Attempts to contact Gana Gold partners Márcio Macedo Sobrinho and Domingos Dadalto Zoboli were unsuccessful and there was no answer at the numbers registered in the ANM mining process. Emails to the company were returned as having an invalid address. The same questions were sent via email to engineer Guilherme Aggens, who said by WhatsApp that he would look at the content, but he did not respond to questions about why the company is extracting 32 times the limit established by the ANM, why ownership of the land is registered in the CAR system under three different names, or even as to Aggens’ relationship with Itaituba’s Secretary of the Environment, Bruno Rolim da Silva.
In a response via Brazil’s Information Access Law, ICMBio informed me that the agency only found out about Gana Gold’s activities “by means of an institutional video being passed among WhatsApp groups in the region,” and that it began to investigate the case at the time, in April of this year.

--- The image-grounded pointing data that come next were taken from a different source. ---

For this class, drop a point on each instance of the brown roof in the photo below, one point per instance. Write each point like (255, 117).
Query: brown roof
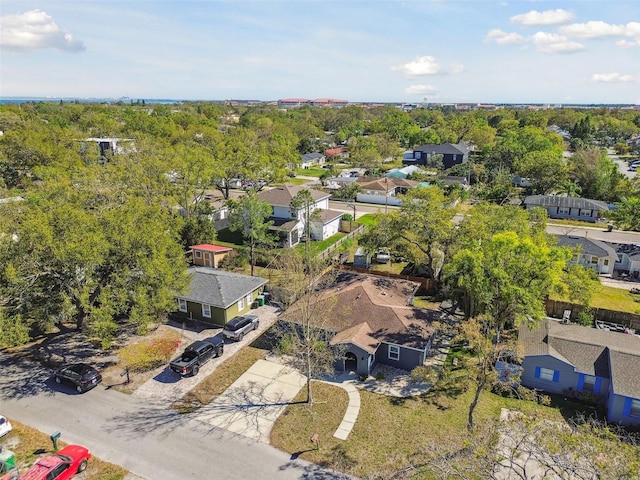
(282, 196)
(380, 303)
(386, 183)
(592, 351)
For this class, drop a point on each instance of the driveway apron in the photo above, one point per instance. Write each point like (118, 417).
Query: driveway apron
(252, 403)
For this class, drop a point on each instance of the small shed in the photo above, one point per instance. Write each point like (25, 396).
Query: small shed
(361, 258)
(207, 255)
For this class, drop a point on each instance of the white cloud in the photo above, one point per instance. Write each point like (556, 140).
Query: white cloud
(612, 78)
(35, 30)
(554, 43)
(421, 66)
(593, 29)
(627, 43)
(503, 38)
(548, 17)
(419, 89)
(455, 68)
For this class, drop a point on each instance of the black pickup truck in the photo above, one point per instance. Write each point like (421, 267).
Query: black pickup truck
(196, 355)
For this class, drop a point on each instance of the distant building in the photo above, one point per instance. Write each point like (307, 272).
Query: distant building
(109, 145)
(451, 154)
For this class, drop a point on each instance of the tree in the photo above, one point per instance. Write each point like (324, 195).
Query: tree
(421, 230)
(545, 169)
(303, 340)
(596, 174)
(506, 273)
(302, 203)
(85, 253)
(485, 351)
(249, 214)
(627, 216)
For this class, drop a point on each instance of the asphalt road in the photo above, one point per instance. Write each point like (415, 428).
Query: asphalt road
(623, 166)
(148, 439)
(597, 232)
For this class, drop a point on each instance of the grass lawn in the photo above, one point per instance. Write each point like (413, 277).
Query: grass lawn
(297, 181)
(219, 380)
(611, 298)
(317, 247)
(310, 172)
(388, 430)
(368, 219)
(30, 444)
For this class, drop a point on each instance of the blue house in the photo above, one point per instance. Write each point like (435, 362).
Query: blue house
(585, 362)
(449, 153)
(369, 320)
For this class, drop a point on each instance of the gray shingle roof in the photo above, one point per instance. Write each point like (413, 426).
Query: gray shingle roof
(570, 202)
(445, 148)
(589, 350)
(282, 196)
(219, 288)
(587, 246)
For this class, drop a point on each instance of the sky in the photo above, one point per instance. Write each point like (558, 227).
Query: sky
(463, 51)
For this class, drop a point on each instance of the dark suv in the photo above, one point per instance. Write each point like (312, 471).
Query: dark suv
(237, 327)
(81, 375)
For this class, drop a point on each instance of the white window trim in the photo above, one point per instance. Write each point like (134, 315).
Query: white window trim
(546, 374)
(589, 383)
(182, 305)
(394, 352)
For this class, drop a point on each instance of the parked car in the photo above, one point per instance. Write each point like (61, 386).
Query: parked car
(383, 256)
(196, 355)
(84, 377)
(65, 464)
(5, 426)
(239, 326)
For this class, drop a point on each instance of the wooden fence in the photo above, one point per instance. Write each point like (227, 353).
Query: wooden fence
(329, 252)
(556, 308)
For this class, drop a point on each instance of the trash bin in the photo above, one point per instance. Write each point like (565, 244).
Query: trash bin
(7, 460)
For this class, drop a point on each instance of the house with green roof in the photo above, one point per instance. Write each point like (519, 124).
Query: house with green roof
(217, 296)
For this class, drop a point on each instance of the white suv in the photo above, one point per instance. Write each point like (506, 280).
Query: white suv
(236, 328)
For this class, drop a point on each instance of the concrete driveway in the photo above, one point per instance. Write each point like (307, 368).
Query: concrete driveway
(250, 406)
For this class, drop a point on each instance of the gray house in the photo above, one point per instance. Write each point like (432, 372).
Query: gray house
(586, 363)
(568, 207)
(217, 296)
(370, 320)
(628, 259)
(590, 253)
(451, 154)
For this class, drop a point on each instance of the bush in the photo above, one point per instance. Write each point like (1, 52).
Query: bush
(423, 374)
(149, 354)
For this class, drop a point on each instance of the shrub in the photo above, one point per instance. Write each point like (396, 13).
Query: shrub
(423, 374)
(151, 353)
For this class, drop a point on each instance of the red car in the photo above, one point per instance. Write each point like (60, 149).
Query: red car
(63, 465)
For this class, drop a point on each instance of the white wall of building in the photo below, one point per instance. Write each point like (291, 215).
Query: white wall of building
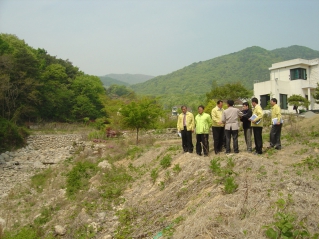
(280, 82)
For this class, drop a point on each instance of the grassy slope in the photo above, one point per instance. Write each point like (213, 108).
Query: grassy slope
(186, 199)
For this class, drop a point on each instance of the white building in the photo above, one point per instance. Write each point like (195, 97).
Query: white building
(294, 77)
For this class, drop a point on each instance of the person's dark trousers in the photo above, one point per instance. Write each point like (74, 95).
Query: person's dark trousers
(187, 140)
(275, 134)
(202, 139)
(234, 134)
(248, 134)
(258, 139)
(218, 137)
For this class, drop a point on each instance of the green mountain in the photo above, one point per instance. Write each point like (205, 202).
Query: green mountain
(246, 66)
(130, 78)
(108, 81)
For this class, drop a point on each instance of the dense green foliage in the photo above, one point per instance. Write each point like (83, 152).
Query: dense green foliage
(140, 114)
(35, 86)
(11, 135)
(108, 81)
(247, 67)
(230, 91)
(129, 78)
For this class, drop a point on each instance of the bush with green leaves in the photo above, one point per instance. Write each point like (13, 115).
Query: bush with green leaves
(224, 174)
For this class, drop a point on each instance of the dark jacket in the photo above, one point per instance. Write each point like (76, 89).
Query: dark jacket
(246, 115)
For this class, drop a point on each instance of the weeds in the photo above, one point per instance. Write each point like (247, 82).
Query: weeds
(126, 217)
(225, 174)
(154, 174)
(177, 169)
(115, 182)
(134, 152)
(166, 161)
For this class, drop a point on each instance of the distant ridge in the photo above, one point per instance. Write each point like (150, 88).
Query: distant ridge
(130, 79)
(108, 81)
(246, 66)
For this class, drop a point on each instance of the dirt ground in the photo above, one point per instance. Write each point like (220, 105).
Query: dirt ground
(188, 199)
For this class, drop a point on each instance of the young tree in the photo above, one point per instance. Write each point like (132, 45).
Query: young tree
(298, 100)
(141, 114)
(316, 94)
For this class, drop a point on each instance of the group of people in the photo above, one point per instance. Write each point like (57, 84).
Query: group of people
(225, 126)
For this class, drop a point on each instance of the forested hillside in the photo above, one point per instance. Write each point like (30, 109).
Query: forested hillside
(108, 81)
(129, 78)
(246, 66)
(35, 86)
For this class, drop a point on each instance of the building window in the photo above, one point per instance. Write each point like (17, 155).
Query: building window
(298, 74)
(283, 102)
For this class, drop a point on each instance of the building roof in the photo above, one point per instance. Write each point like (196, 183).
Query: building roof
(294, 62)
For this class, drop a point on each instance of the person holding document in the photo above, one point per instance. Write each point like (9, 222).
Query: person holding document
(230, 119)
(257, 125)
(276, 124)
(185, 126)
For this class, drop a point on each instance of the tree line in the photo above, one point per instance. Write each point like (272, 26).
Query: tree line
(36, 86)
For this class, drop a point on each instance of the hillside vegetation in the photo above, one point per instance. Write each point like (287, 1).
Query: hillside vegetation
(35, 86)
(108, 81)
(246, 66)
(156, 191)
(130, 79)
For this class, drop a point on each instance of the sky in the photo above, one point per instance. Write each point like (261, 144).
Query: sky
(157, 37)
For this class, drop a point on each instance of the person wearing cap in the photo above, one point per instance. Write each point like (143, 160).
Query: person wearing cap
(276, 125)
(185, 126)
(218, 126)
(257, 125)
(247, 113)
(203, 122)
(230, 119)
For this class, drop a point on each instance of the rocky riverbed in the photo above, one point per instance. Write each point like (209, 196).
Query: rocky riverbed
(41, 151)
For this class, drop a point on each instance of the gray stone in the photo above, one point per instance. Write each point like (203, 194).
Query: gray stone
(59, 230)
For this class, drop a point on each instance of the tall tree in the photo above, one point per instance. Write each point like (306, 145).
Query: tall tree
(141, 114)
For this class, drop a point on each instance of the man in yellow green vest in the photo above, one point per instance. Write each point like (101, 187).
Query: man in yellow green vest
(185, 126)
(276, 124)
(203, 122)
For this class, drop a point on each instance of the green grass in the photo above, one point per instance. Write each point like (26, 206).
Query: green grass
(166, 161)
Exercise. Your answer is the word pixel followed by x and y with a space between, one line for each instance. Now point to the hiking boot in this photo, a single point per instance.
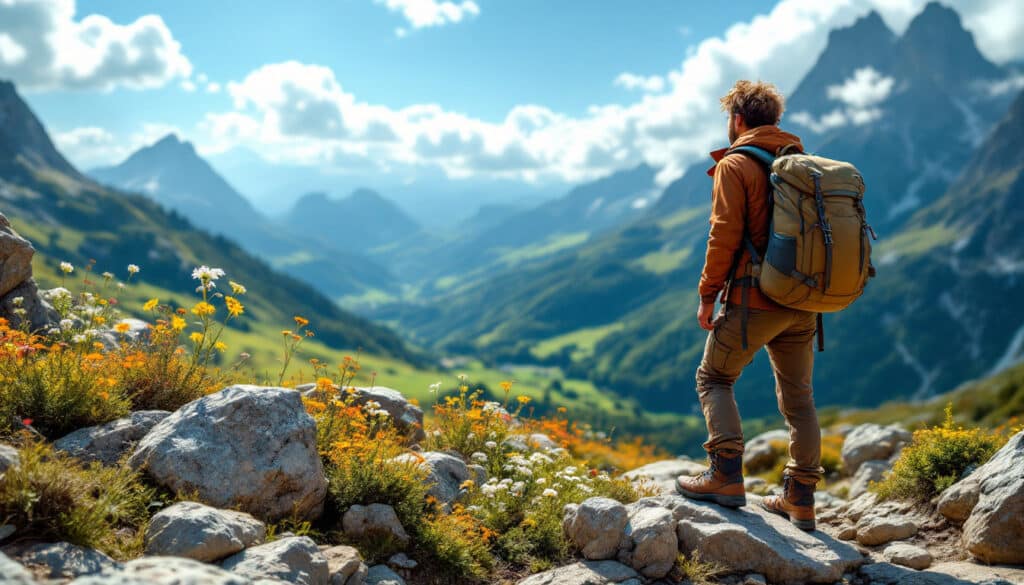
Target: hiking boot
pixel 722 483
pixel 796 503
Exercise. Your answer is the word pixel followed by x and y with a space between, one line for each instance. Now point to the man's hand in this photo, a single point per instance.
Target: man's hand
pixel 706 316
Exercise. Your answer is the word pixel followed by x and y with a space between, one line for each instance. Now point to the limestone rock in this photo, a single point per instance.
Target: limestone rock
pixel 586 573
pixel 108 443
pixel 868 471
pixel 164 571
pixel 907 555
pixel 759 453
pixel 197 531
pixel 344 565
pixel 376 518
pixel 596 527
pixel 871 442
pixel 382 575
pixel 664 473
pixel 876 530
pixel 294 559
pixel 652 545
pixel 62 559
pixel 753 540
pixel 994 532
pixel 12 573
pixel 15 257
pixel 445 473
pixel 250 447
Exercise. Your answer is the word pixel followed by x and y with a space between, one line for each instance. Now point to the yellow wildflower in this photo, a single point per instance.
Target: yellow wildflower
pixel 235 307
pixel 203 308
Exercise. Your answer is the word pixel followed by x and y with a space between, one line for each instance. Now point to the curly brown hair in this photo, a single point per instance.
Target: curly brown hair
pixel 758 101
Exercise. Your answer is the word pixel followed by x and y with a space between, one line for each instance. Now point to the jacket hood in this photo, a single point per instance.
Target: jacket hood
pixel 769 137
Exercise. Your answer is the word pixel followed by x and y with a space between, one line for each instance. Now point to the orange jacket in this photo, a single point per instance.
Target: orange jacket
pixel 739 200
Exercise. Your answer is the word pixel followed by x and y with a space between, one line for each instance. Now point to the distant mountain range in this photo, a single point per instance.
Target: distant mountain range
pixel 918 115
pixel 71 217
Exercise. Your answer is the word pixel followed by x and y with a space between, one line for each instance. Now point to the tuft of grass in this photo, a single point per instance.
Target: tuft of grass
pixel 51 497
pixel 937 458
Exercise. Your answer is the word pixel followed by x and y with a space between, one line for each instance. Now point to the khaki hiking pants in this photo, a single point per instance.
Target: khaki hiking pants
pixel 788 336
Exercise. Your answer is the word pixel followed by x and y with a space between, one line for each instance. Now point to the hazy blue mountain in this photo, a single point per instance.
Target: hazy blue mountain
pixel 171 172
pixel 71 217
pixel 357 222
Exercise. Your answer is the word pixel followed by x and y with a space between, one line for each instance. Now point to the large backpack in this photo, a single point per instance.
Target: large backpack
pixel 819 252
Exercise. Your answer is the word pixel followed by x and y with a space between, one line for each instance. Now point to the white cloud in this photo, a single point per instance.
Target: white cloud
pixel 43 46
pixel 424 13
pixel 866 88
pixel 651 84
pixel 301 114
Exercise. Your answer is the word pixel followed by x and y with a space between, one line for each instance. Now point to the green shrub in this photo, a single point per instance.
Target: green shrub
pixel 937 458
pixel 51 497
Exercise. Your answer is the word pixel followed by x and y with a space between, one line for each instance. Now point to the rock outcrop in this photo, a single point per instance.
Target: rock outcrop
pixel 197 531
pixel 250 447
pixel 292 559
pixel 108 443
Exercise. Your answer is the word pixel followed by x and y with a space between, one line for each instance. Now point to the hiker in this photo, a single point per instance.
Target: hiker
pixel 739 264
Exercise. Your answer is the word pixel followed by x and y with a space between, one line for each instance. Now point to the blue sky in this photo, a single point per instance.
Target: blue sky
pixel 530 91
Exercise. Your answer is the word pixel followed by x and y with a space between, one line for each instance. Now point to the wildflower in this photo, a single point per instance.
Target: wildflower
pixel 235 307
pixel 203 308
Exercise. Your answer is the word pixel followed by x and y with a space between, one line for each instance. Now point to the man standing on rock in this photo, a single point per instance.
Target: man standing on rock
pixel 739 218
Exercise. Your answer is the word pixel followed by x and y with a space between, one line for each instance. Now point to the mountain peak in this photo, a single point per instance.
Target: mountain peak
pixel 23 137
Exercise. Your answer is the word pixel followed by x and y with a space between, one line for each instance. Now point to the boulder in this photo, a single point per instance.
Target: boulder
pixel 759 454
pixel 197 531
pixel 595 527
pixel 875 530
pixel 867 472
pixel 752 540
pixel 108 443
pixel 164 571
pixel 445 472
pixel 586 573
pixel 293 559
pixel 407 416
pixel 62 559
pixel 994 531
pixel 359 521
pixel 15 257
pixel 382 575
pixel 651 545
pixel 250 447
pixel 907 555
pixel 345 566
pixel 664 473
pixel 12 573
pixel 871 442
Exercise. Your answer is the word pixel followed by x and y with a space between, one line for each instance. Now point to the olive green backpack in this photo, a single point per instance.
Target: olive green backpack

Finally, after the Portuguese version of this article was published in The Intercept Brasil on September 16 exposing Gana Gold’s activities, ICMBio decided to take a harder stance regarding the company. On September 23, agents of the federal environmental agency seized the operation and fined Gana Gold R$ 10 million ($ 2 million) for “building, installing and operating a polluting establishment without environmental licensing,” based on article 66 of decree 6514/ 2008. The embargo affects the entire 4,000-hectare area of the Gana Gold mining process within the Tapajós Environmentally Protected Area.
This article was originally published in Portuguese in The Intercept Brasil and is part of the Pistas do Desmatamento project, which investigates the environmental impacts related to clandestine airstrips in the Amazon, a partnership with the Pulitzer Center’s Rainforest Investigations Network.